Sponsored link
Monday, April 15, 2024

Sponsored link

Home Featured How ICE treats transgender people — a horror story

How ICE treats transgender people — a horror story

Court filing says Salinas woman has been denied medicine, appropriate clothing, and access to lawyer after being unexpectedly moved from Yuba County to Texas.

Lexis Avilez thought she was going home on Christmas.

It seemed, she later said, like a miracle when Yuba County sheriff’s deputies took her Dec. 25 from the cell where she had been confined for 13 months on an immigration hold. They told her, court documents show, that she was going to be released.

Lexis is suffering in ICE custody, although there is no evidence that she is a threat to society.

Instead, the transgender woman was handed over to ICE officials, who put her on a plane to a remote detention center in Texas, 2,000 miles from her lawyer, her supporters, and her community – a place where, court filings say, she is unable to get  the medicine she needs, is forced to wear men’s clothing, is called by her former name and gender, and is in solitary confinement.

At first, she couldn’t even call her attorney.

“This is an example of how ICE is treating transgender people,” Hector Vega, an attorney with the SF Public Defender’s Office, told me.

Lexis was born in Mexico, but came to the US as an infant. She was given a male identity at birth, but has never felt comfortable with that gender, Vega said, and suffered abuse and discrimination throughout her childhood in Salinas.

Documents filed in federal court tell a horrifying (but all too common) story:

Growing up, she struggled to understand her identity and chafed at masculine norms. She liked sneaking into her mother’s room to try on her clothes, shoes, and jewelry, and shaved her arms so they could be smooth. (“I always thought my mother was really pretty and I wanted to be pretty like her.”). When her family noticed her gender nonconforming behaviors, she was insulted and punished. (“My father called me a faggot and reprimanded me harshly.”).

Attempting to fit her family’s expectations that she be male and tough, she joined her brother’s gang. She became a legal permanent resident at 18, but then ran afoul of the law – giving ICE grounds to deport her. After serving a 14-year term in prison for assault with a gang enhancement (where she cut her ties with the gang), she was transferred to Yuba County, under an ICE deportation hold, where she was able to connect with a therapist and came out as trans.

Vega, who took her case when she was in immigration court in SF, was able to get her medical attention and a diagnosis that even ICE agreed should allow her to receive hormone treatments and official recognition of her chosen gender.

“I thought it was going to be okay,” he said. “They were looking for the right medical provider, and we were appealing her immigration case.”

But the hormone treatments never started, and Lexis was never allowed to wear women’s clothes. She was either in solitary confinement or in a men’s pod.

And then, suddenly and for no apparent reason, she was sent to Texas, where the conditions are even worse.

In a federal court filing Jan. 3, Vega is asking for a restraining order that would force the feds to release her and allow her to get medical treatment.

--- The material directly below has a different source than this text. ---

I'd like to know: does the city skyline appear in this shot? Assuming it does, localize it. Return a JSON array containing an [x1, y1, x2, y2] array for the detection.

In a statement from her solitary cell in the Prairieland Detention Center, Lexis said:

The conditions of my detention have worsened and have had a huge impact on my mental health and my ability to move forward. I think this has been so cruel to me. ICE and the other officers know how difficult the last 14 months have been for me and yet have had no compassion for the way they detain me and move me around like I mean nothing.

Vega notes:

We are gravely concerned for Lexis’s health and safety. The few times that we have been able to talk since Christmas, she has been in tears and asking me to help her come back. This was a callous act from a heartless agency and we demand that ICE release Lexis from custody. She deserves to finally truly express herself and her gender identity with the support of her community. She poses no danger to society and deserves to be released from custody and have her human rights respected.

Vega told me that Lexis was suicidal when she was formerly in solitary confinement, and he’s worried that she won’t survive in the conditions she’s now facing.

The filing notes:

Ms. Avilez now sits in a segregated cell, thousands of miles away from her pro bono attorney, her family, her treating medical professionals, and community members who have provided critical support throughout her gender transition. She continues to be detained indefinitely under conditions that imperil her health and safety.

This isn’t just one horror story – it’s another example of how ICE operates, how it dehumanizes people and put them at risk of danger and even death.

And it’s going on every day.

No date has been set for the hearing on the restraining order.